Он на какое-то мгновение задумался, а потом, собрав все силы и приподнявшись на кровати, воскликнул:

— Потому что я был монахом. Мне нужен был этот обман, чтобы завлекать новые жертвы и удовлетворить мою гордость! Нужны были мне и товарищи по несчастью, чтобы облегчить его тяжесть!

Говоря это, он весь содрогался, вместо привычной кротости и спокойствия на лице его появилось выражение, которое я даже не могу описать, — что-то насмешливое, торжествующее и дьявольское. В эту страшную минуту я все ему простил. Я схватил распятие, лежавшее у его изголовья, и поднес его к губам умирающего.
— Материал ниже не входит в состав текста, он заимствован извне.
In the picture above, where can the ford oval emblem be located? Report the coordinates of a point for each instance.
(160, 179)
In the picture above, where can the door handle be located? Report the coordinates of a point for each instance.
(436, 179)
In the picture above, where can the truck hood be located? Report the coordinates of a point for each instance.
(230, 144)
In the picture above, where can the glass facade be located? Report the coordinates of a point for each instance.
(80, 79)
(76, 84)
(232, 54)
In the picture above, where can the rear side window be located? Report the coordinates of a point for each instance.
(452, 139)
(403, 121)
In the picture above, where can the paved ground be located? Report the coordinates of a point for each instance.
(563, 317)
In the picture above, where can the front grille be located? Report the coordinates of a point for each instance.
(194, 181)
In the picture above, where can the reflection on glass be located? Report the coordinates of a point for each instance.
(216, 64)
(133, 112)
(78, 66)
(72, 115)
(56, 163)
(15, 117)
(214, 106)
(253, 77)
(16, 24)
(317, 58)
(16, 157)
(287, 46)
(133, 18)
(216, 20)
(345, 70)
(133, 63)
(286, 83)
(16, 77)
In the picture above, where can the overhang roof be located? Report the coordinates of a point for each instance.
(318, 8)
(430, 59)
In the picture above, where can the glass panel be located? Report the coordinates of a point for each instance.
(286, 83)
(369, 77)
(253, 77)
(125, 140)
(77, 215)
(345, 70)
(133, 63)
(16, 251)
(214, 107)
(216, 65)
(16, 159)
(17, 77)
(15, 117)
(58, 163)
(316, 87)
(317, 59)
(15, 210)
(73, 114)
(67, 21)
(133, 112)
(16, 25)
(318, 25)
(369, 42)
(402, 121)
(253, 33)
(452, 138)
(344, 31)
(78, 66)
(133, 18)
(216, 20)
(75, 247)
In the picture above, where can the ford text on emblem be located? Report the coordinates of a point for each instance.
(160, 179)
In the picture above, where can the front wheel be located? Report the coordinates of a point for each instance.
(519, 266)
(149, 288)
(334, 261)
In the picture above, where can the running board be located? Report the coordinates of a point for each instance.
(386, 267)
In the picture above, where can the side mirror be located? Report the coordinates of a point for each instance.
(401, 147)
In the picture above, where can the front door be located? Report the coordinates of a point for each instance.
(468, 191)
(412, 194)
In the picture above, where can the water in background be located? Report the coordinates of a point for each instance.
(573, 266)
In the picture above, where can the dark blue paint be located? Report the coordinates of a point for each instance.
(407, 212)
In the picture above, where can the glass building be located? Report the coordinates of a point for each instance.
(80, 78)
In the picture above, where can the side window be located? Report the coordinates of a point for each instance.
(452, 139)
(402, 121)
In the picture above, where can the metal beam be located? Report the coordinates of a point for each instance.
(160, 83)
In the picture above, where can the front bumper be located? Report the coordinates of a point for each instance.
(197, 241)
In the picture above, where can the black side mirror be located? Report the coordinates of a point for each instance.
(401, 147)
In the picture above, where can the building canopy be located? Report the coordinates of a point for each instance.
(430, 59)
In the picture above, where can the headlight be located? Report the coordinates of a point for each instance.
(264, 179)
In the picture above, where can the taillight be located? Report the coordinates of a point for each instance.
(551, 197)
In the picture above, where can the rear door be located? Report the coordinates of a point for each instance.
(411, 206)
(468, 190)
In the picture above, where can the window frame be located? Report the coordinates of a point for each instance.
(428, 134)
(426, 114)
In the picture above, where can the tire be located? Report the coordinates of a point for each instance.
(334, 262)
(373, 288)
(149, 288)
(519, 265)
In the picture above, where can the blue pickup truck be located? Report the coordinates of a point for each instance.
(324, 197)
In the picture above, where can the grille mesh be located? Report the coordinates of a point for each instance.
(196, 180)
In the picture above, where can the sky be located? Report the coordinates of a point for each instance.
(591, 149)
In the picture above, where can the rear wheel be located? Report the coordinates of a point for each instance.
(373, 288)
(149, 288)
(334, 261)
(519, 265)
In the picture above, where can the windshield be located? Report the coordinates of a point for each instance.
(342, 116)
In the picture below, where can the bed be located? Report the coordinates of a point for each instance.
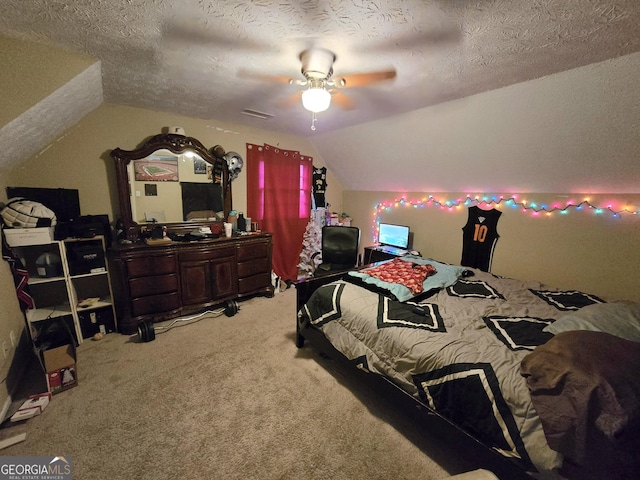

Он оттолкнул его.

— Если бы я захотел, чтобы со мной разыграли этот фарс, я выбрал бы для него другого актера. Знаешь, стоило мне только захотеть, и сам настоятель и половина всего монастыря явились бы сейчас к моему изголовью со своими свечами, со святой водой, с мирницей для последнего помазания и всем предсмертным маскарадом, которым они пытаются обмануть даже умирающего и оскорбить господа даже у врат его вечного царства. Я потому и согласился, чтобы ты ухаживал за мной, что знал, какое отвращение ты питаешь к монастырской жизни, и думал, что тебе, может быть, захочется узнать о том, сколько в ней обмана и до какого отчаяния она может довести человека.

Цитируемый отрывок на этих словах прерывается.